Nov 28, 2024
Posted by
Kirk Laurence Roybal
As a PostgreSQL guy, it really makes you wonder why a built-in job scheduler is not a part of the core PostgreSQL project. It is one of the most requested features in the history of ever. Yet, somehow, it just isn’t there.
Essentially, a job scheduler is a process that kicks off in-database functions and procedures at specified times and runs them independently of user sessions. The benefits of having a scheduler built into the database are obvious: no dependencies, no inherent security leaks, fits in your existing high availability plan, and takes part in your data recovery plan, too.
The PostgreSQL Global Development Group has been debating for years about including a built-in job scheduler. Even after the addition of background processes that would support the feature (all the way back in 9.6), background job scheduling is unfortunately not a part of core PostgreSQL.

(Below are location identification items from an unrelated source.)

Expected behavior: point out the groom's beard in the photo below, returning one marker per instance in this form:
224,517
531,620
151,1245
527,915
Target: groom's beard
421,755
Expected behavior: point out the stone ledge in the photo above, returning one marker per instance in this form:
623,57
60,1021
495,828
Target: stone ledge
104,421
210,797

So being the PostgreSQL lovers we are at Timescale, we decided to build such a scheduler so that our users and customers can benefit from a job scheduler in PostgreSQL. In TimescaleDB 2.9.1, we extended it to allow you to schedule jobs with flexible intervals and provide you with better visibility of error logs.
The flexible intervals enable you to determine whether the next run of the job occurs based on the scheduled clock time or the end of the last job run. And by “better visibility” of the job logs, we mean that they are also being logged to a table where they can be queried internally. These were extended to prevent overlapping job executions, provide predictable job timing, and provide better forensics.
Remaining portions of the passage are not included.